Economists and policymakers worry about U.S. fertility rates falling to all-time lows. But can America remedy this alarming birth dearth without reversing the downward trend in marriage rates in recent decades? Some progressive social theorists think we can. They point to the growing number of children born to cohabiting couples, and they reason that as cohabitation grows more common and more socially acceptable, it will increasing serve as the functional equivalent of wedlock. Childbearing among such couples will accordingly increase, raising the country’s overall fertility rate. But before policymakers conclude that the birth dearth is as good as over, they should examine a new study showing that while first births are indeed up sharply among cohabiting couples, second births are not. And a nation of one-child couples is a nation on the fast track to demographic winter.

Conducted by demographer Brienna Perelli-Harris of the University of Southampton, this new study compares fertility patterns for married couples with those of cohabiting couples in the United States and Europe. Perelli-Harris bases her analysis on retrospective survey data collected in America and fourteen European countries: the United Kingdom, France, Spain, Austria, Belgium, Bulgaria, Estonia, France, Italy, Lithuania, Norway, Poland, Romania, and Russia. These data do indeed reveal a marked increase in births among cohabiting couples in the United States and across Europe. Perelli-Harris thus remarks that “cohabitation is becoming more common as a setting for childbearing.” 

But when Perelli-Harris looks more closely, she concludes that the surge in births among cohabiting couples is overwhelming in first births. For the United States and eleven of the fourteen European countries, the data indicate that “cohabiting mothers with one child have significantly lower second conception risks than married mothers with one child.” Perelli-Harris remarks that “for these countries, the results are remarkably consistent, with cohabitors having between 40% and 50% lower second conception risks than married women, even when controlling for duration of union before first birth.” The analysis indicates that the gap in rates for second conceptions remains “robust” even when the statistical model takes into account the significantly higher incidence of “union disruption” found among cohabiting couples.

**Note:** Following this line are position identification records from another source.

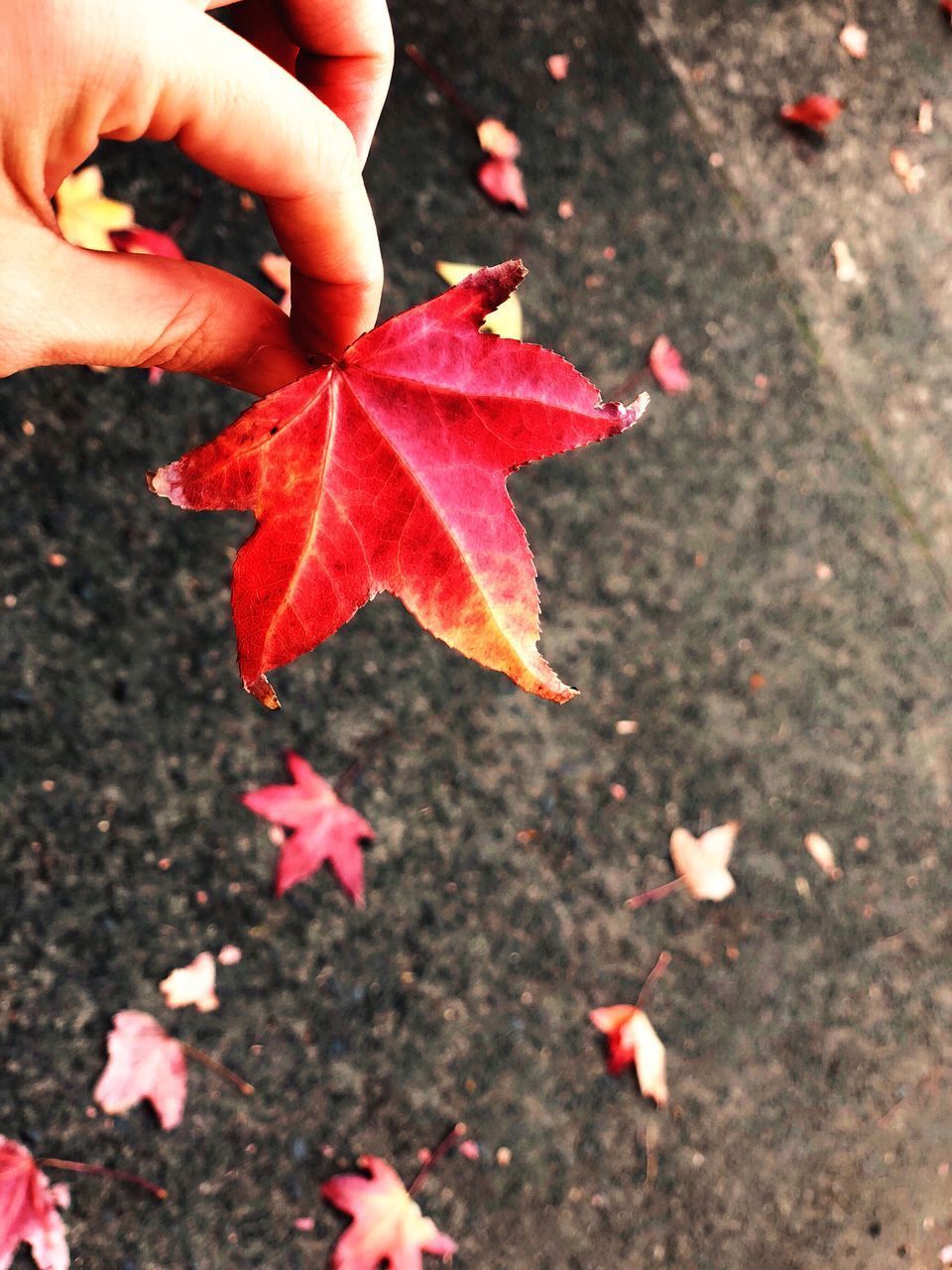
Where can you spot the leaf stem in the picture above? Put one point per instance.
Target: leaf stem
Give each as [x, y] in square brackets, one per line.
[442, 84]
[218, 1069]
[649, 897]
[664, 960]
[117, 1175]
[448, 1142]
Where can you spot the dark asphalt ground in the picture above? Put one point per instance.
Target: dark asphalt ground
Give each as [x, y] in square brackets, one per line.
[806, 1021]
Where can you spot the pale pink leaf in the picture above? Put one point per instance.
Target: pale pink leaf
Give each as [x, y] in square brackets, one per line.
[388, 1228]
[191, 984]
[502, 181]
[631, 1038]
[28, 1213]
[666, 367]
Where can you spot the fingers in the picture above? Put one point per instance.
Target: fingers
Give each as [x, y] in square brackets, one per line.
[66, 305]
[347, 58]
[345, 51]
[243, 117]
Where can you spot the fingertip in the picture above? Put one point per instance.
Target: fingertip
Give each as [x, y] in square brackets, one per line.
[329, 317]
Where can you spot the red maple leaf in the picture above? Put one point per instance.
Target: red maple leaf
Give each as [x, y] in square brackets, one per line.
[28, 1206]
[325, 829]
[145, 1062]
[386, 471]
[389, 1227]
[815, 112]
[137, 240]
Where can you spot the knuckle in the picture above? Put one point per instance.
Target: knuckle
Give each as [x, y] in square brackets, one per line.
[338, 153]
[182, 340]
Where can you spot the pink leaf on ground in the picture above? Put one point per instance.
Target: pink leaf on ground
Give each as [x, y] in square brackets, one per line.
[191, 984]
[325, 829]
[630, 1038]
[144, 1064]
[497, 140]
[389, 1225]
[28, 1206]
[666, 367]
[855, 40]
[137, 240]
[502, 181]
[815, 112]
[557, 66]
[702, 862]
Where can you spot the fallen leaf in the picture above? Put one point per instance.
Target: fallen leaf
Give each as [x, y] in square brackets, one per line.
[191, 984]
[325, 829]
[277, 270]
[855, 40]
[821, 851]
[631, 1039]
[502, 181]
[499, 177]
[557, 66]
[386, 471]
[504, 321]
[28, 1206]
[843, 262]
[141, 241]
[815, 112]
[145, 1062]
[666, 367]
[497, 140]
[702, 862]
[909, 173]
[389, 1225]
[84, 216]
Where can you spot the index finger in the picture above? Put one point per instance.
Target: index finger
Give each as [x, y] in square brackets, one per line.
[345, 51]
[347, 58]
[243, 117]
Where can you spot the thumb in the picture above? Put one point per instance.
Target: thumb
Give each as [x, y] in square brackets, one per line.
[62, 304]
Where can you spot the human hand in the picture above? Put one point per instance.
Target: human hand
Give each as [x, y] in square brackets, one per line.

Perelli-Harris labels the “consistent difference between married and cohabiting women across countries” in second conceptions as “striking.” She even frankly concedes that her results run “counter to expectations for Norway and France, where cohabiting and married women were expected to have similar second-conception risks.”

The data allow for only one plausible interpretation: “with respect to childbearing, cohabiting women are different from married women.” And this difference means that “although marriage and cohabitation may become slightly more similar early in the diffusion process, as first births in cohabitation become more normative, cohabitation will not replace marriage as a setting for additional childbearing.”

Because “childbearing within cohabitation has been one of the fundamental indicators of whether a relationship has become more marriage-like,” Perelli-Harris must inform her colleagues that “cohabitation should not be considered ‘an alternative to marriage’ or ‘indistinguishable from marriage.’”

Indeed, Perelli-Harris interprets her own findings in the context of previous studies finding that “cohabitors and married people are quite different,” with cohabitors evincing decidedly “less traditional family-oriented attitudes” than married people.

Sober commentators have every reason to fear the long-term consequences of the American retreat from childbearing. And they have no reason at all to hope that the rise in cohabitation will alleviate those consequences. Quite the contrary.

(Brienna Perelli-Harris, “How Similar Are Cohabiting and Married Parents?  Second Conception Risks by Union Type in the United States and Across Europe,” European Journal of Population 30.4[2014]: 437-64.)